Contado através de telas de notebook e celular, o filme é um acerto comercial e de diversidade
O terror provavelmente é o gênero que mais busca renovação de estilo entre todos da Sétima Arte. Isso se deve talvez pela maneira que o gênero é recebido: quase nunca é levado a sério. Um reflexo é que, nos 90 anos do Oscar, apenas UM terror venceu o prêmio de "Melhor Filme", "O Silêncio dos Inocentes", em 1992; e as indicações também são escassas, passando desde o clássico "O Exorcista" até o recente e badaladíssimo "Corra!" (2017). Ambos, pelo menos, venceram o prêmio de "Melhor Roteiro" - "Adaptado" e "Original", respectivamente.

A maior renovação estilística dos últimos tempos veio quando tiveram a brilhante ideia de colocar os found-footages na era da internet: o filme se passando inteiramente na tela de um computador. O formato ficou famoso com "Amizade Desfeita" (2014), mas engana-se quem pensa que este foi o pioneiro: "The Den" (2013) chegou primeiro - e fazendo muito melhor, inclusive.


O próximo a se aventurar na técnica é "Buscando..." (Searching), que não é um terror, e sim um suspense. O longa conta a história de David (John Cho), um aflito pai que usa todos os aparelhos tecnológicos à disposição para encontrar Margot (Michelle La), sua filha desaparecida. Completamente fotografado como se estivéssemos na tela de um notebook ou celular, o filme sai de aparelho em aparelho na corrida desesperada do pai para tentar descobrir o que realmente aconteceu ali.

É evidente que a técnica é o principal atrativo de "Buscando"; mesmo não possuindo o pioneirismo, o macete ainda permanece fresco o suficiente para não soar "mais um" - mas já estamos perto da saturação. Apesar de ser o que fará o público sentar diante da tela, o prato principal da película não é o formato, e sim sua trama.
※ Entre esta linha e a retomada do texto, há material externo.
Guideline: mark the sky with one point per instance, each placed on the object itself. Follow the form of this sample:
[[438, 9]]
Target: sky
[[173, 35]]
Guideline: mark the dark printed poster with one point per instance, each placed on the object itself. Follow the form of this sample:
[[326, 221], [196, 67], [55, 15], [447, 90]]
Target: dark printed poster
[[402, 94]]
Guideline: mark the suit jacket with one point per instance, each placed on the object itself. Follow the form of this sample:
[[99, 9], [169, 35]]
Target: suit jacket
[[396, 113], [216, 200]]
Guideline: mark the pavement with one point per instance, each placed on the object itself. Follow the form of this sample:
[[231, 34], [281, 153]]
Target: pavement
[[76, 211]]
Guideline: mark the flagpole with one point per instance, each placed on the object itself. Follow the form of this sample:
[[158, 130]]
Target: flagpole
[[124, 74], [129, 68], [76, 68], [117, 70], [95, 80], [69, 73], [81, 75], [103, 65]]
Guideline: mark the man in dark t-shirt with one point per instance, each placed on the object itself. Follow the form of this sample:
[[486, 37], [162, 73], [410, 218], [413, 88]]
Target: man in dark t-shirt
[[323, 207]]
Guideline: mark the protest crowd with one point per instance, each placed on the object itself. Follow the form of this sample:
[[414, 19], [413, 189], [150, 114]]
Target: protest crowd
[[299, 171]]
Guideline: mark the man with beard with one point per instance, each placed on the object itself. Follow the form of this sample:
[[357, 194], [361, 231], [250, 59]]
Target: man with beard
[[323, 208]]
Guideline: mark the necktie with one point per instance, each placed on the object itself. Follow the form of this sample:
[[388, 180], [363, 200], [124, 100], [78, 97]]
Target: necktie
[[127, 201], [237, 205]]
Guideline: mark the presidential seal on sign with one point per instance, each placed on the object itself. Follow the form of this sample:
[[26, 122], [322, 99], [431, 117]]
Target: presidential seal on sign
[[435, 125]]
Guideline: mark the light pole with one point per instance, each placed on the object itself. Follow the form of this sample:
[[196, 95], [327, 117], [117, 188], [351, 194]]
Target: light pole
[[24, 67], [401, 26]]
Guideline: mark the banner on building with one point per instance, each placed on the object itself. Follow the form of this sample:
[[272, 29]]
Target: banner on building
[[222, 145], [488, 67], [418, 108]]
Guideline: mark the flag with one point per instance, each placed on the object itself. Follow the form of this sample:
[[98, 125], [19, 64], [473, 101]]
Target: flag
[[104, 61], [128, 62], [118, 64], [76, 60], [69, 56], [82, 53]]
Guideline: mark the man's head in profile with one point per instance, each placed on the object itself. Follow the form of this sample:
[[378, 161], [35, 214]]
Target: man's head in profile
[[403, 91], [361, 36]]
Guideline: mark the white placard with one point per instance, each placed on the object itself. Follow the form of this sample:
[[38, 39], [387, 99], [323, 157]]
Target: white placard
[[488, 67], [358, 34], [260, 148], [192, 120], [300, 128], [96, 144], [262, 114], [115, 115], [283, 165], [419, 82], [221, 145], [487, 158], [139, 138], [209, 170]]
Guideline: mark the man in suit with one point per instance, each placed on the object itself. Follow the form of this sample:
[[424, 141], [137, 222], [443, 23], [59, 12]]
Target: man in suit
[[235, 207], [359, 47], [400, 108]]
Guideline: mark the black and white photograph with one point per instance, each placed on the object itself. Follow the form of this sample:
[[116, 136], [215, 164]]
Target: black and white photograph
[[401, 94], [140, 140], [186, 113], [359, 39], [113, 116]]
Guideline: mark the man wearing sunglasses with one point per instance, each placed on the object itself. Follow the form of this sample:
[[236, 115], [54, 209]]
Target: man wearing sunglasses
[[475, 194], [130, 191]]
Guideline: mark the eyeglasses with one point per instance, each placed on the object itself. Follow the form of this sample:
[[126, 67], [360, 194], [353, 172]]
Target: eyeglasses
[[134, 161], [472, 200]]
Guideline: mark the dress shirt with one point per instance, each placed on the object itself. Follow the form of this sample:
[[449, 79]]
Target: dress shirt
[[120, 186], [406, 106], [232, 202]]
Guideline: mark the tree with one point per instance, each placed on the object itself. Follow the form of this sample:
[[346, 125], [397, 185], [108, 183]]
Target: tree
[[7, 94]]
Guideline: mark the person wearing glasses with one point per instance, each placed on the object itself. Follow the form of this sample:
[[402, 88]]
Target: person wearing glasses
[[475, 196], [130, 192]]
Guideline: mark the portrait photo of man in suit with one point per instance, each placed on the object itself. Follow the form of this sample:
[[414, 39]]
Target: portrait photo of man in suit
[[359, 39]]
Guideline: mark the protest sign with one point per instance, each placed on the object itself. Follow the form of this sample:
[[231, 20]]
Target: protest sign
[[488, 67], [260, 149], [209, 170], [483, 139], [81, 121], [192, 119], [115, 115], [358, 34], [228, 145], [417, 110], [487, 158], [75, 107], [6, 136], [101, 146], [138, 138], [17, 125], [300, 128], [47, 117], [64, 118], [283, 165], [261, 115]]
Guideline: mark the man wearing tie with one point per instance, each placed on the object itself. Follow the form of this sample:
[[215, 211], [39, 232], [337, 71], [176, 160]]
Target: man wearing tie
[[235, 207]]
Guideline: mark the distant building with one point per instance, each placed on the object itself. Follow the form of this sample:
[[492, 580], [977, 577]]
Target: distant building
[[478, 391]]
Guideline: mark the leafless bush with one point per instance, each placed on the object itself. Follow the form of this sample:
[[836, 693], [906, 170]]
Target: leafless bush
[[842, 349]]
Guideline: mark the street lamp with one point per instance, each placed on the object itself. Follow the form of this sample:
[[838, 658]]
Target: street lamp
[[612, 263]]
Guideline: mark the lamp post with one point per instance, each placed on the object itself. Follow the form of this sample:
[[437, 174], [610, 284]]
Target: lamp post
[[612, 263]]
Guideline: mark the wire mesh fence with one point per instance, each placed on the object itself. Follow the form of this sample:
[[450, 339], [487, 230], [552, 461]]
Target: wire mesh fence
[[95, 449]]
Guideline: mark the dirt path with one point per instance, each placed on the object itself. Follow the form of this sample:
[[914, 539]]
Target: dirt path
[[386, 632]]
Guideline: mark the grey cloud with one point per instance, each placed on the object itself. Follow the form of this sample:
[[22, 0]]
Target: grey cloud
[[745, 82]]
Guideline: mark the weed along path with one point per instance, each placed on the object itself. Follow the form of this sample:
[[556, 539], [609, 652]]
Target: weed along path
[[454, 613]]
Os cinco primeiros minutos são dedicados para uma espécie de prólogo, resumindo com agilidade os acontecimentos que levaram até o presente momento.


A primeira imagem, ainda num Windows XP, é da família reunida tirando uma foto pela webcam. Rapidamente vemos o crescimento da pequena Margot até a morte de Pan (Sara Sohn), mãe da menina e esposa de David. Com uma doída trilha sonora, o prelúdio carrega diversas funções dentro da obra: tanto cimenta o psicológico da plateia como demonstra a rápida evolução tecnológica que sofremos nos últimos anos - só perceber o quanto mudamos de 10 anos para cá.

Após a morte de Pan, pai e filha acabam se distanciando pelo luto. É aqui que Margot desaparece sem deixar pistas aparentes. Com o auxílio da detetive Vick (Debra Messing), David deve juntar as peças para desvendar o mistério. O roteiro - co-escrito pelo diretor Aneesh Chaganty - convida o público a montar o grande quebra-cabeça que se torna o sumiço de Margot, ao invés de deixar o espectador de lado e desenrolar tudo sozinho. E esse efeito é nada fácil de ser conseguido, o que só fortalece a obra quando vemos que esse é o filme de estreia de Chaganty.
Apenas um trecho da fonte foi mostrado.